FreeCond: Free Lunch in the Input Conditions of Text-Guided Inpainting
Abstract
Text-to-image inpainting models often exhibit an unpredictable balance among image coherence and prompt adherence. This rigidity limits their adaptability across diverse scenarios, including coarse masks, non-object, and interaction prompts. Recognizing this instability as an indicator of learned generation diversity, we aim to control model behavior for given objective. We propose Empirical Feature Intervention (EFI), a metric-agnostic framework that precomputes how feature interventions influence evaluation metrics—such as CLIP, Human Preference Score (HPS), and Image Reward (IR).
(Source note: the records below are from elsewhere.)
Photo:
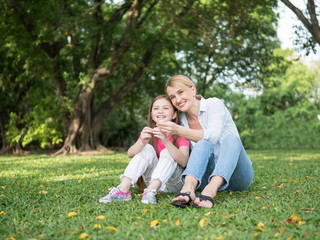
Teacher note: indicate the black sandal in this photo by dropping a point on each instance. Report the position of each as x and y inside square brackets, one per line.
[203, 198]
[180, 204]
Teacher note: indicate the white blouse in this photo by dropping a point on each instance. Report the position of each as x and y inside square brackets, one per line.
[216, 122]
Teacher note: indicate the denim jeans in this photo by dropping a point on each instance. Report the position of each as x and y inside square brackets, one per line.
[232, 164]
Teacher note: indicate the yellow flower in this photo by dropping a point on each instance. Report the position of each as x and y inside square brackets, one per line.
[83, 235]
[97, 226]
[154, 223]
[260, 227]
[112, 228]
[101, 217]
[201, 223]
[10, 238]
[72, 214]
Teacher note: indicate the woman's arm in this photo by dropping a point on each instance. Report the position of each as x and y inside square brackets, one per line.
[180, 155]
[171, 128]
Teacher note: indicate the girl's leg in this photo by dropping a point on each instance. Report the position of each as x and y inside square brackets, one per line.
[166, 171]
[141, 164]
[200, 165]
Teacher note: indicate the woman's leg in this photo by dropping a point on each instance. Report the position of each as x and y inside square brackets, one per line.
[233, 170]
[200, 164]
[141, 164]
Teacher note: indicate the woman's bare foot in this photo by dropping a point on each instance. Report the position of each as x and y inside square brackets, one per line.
[204, 201]
[187, 195]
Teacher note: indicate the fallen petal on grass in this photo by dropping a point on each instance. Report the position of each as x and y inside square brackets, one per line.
[112, 228]
[72, 214]
[101, 217]
[154, 223]
[83, 235]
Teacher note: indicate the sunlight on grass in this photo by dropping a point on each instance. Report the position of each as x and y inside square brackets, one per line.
[44, 197]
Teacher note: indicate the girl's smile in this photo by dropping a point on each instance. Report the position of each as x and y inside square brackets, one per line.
[163, 111]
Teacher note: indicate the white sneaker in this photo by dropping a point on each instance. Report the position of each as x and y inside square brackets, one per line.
[149, 196]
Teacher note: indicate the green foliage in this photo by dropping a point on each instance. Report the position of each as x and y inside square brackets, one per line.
[37, 193]
[295, 127]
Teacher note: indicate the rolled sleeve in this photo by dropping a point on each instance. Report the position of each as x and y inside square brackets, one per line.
[215, 122]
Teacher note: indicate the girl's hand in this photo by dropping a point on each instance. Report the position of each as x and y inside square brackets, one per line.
[168, 128]
[159, 134]
[146, 135]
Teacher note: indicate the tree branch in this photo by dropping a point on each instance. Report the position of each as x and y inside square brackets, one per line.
[313, 26]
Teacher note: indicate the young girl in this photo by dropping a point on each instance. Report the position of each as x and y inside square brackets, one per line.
[157, 158]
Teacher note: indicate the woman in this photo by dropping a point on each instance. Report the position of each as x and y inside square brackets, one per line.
[157, 159]
[218, 160]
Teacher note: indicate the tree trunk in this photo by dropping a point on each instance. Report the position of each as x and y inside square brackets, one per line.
[5, 146]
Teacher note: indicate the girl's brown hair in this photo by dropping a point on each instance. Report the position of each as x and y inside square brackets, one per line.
[153, 141]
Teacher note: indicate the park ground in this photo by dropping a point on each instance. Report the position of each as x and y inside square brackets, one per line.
[46, 197]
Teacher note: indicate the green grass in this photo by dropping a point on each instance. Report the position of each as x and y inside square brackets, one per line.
[37, 192]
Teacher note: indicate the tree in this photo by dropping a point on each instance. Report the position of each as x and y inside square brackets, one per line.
[310, 21]
[98, 52]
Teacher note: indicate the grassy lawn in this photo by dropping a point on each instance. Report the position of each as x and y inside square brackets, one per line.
[38, 193]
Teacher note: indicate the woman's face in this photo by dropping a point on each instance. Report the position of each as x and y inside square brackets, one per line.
[182, 97]
[162, 111]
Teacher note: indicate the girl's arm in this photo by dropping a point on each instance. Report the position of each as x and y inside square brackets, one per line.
[171, 128]
[180, 155]
[140, 143]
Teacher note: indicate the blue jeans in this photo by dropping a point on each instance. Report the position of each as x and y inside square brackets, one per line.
[232, 164]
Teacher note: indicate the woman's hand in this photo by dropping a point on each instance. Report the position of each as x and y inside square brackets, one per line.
[168, 128]
[159, 134]
[146, 135]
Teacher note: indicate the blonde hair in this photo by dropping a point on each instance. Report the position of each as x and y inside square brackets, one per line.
[180, 80]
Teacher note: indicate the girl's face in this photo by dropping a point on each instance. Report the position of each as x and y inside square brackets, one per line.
[182, 97]
[162, 111]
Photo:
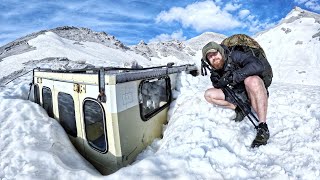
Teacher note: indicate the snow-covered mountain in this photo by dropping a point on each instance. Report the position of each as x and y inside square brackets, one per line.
[200, 140]
[292, 48]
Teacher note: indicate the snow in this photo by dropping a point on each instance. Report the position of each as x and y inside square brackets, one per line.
[200, 140]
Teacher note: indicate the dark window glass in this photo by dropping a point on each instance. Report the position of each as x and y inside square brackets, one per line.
[95, 125]
[47, 100]
[66, 113]
[154, 95]
[36, 94]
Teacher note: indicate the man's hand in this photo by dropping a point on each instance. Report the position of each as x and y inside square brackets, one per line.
[224, 80]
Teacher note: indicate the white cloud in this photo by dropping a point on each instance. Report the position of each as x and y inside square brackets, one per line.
[312, 4]
[244, 13]
[300, 1]
[200, 16]
[232, 7]
[177, 35]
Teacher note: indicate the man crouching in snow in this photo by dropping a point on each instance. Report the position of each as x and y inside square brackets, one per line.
[243, 72]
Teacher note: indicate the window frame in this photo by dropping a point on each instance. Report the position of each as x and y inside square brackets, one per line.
[50, 114]
[148, 116]
[75, 119]
[104, 125]
[36, 93]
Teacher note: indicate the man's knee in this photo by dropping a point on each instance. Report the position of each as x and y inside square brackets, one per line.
[253, 82]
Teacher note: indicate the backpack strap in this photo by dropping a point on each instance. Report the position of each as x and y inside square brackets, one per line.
[204, 67]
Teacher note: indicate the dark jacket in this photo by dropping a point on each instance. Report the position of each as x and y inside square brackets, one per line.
[241, 65]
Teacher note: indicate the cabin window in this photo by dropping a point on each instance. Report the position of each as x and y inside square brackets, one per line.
[67, 116]
[154, 96]
[94, 118]
[47, 100]
[36, 94]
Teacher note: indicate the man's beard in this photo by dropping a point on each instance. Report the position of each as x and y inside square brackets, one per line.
[219, 64]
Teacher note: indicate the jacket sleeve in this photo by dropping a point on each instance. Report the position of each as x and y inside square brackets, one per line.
[248, 64]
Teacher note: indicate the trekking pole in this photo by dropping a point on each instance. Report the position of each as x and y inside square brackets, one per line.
[242, 106]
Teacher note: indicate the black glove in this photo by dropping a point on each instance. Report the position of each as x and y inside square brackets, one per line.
[214, 77]
[224, 80]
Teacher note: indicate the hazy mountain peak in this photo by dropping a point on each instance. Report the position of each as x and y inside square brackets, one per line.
[68, 32]
[298, 13]
[198, 42]
[85, 34]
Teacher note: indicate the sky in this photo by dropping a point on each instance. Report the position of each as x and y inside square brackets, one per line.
[200, 140]
[131, 21]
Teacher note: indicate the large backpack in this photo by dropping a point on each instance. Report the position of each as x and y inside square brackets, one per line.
[245, 43]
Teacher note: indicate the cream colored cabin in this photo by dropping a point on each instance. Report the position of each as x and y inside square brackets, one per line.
[110, 114]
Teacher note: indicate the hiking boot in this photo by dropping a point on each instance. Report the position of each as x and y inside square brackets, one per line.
[262, 135]
[239, 115]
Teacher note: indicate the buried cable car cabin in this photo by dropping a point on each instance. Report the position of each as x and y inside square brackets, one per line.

Building on EFI, we introduce FreeCond, a free-of-cost framework that applies two simple input interventions (Image Frequency and Mask Value Modulation), these interventions can be further optimized via Surrogate Intervention Optimization (SIO) based on a surrogate model regressed with precomputed EFI data. FreeCond enables real-time, user-interactive control of pre-trained models without retraining or architectural modifications. Also, to benchmark performance on challenging settings, we present FCIBench. Experiments on EditBench, BrushBench, and FCIBench demonstrate that FreeCond substantially improves CLIP, HPS, and IR metrics by up to 22%, 8%, and 54%, respectively.